The only way you can fail to see the instruction is to magically time all your samples for when the instruction is not on the call stack. The simple fact that it is present for a fraction of the time is what exposes it to your probes.
So the process of performance tuning is a simple matter of picking off instructions (mostly function call instructions) that raise their heads by turning up on multiple samples of the call stack. Those are the tall trees in the forest.
Notice that we don't have to care about the call graph, or how long functions take, or how many times they are called, or recursion.
I'm against obfuscation, not against profilers. They give you lots of statistics, but most don't give P(I), and most users don't realize that that's what matters.
You can talk about forests and trees, but for any performance problem that you can fix by modifying code, you need to modify instructions, specifically instructions with high P(I). So you need to know where those are, preferably without playing Sherlock Holmes. Stack sampling tells you exactly where they are.
This technique is harder to employ in multi-thread, event-driven, or systems in production. That's where profilers, if they would report P(I), could really help.

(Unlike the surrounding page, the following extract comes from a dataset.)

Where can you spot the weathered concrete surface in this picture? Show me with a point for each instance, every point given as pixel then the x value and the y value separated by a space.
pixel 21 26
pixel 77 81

Stepping through code is great for seeing the nitty-gritty details and troubleshooting algorithms. It's like looking at a tree really up close and following each vein of bark and branch individually.

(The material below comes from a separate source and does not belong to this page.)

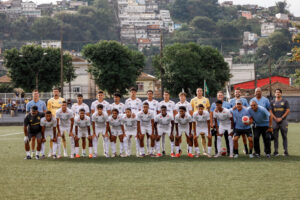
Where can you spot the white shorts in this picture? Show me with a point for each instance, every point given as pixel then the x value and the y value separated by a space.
pixel 145 129
pixel 201 130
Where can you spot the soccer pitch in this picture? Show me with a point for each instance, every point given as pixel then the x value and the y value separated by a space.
pixel 147 178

Profiling lets you see the big picture, and quickly identify trouble points -- like taking a step backwards and looking at the whole forest and noticing the tallest trees. By sorting your function calls by length of execution time, you can quickly identify the areas that are the trouble points.
I used this method for Commodore 64 BASIC many years ago. It is surprising how well it works.
I've typically used it on real-time programs that were overrunning their timeslice. You can't manually stop and restart code that has to run 60 times every second.
I've also used it to track down the bottleneck in a compiler I had written. You wouldn't want to try to break such a program manually, because you really have no way of knowing if you are breaking at the spot where the bottlenck is, or just at the spot after the bottleneck when the OS is allowed back in to stop it. Also, what if the major bottleneck is something you can't do anything about, but you'd like to get rid of all the other largeish bottlenecks in the system? How to you prioritize which bottlenecks to attack first, when you don't have good data on where they all are, and what their relative impact each is?
The larger your program gets, the more useful a profiler will be. If you need to optimize a program which contains thousands of conditional branches, a profiler can be indispensible. Feed in your largest sample of test data, and when it's done import the profiling data into Excel. Then you check your assumptions about likely hot spots against the actual data. There are always surprises.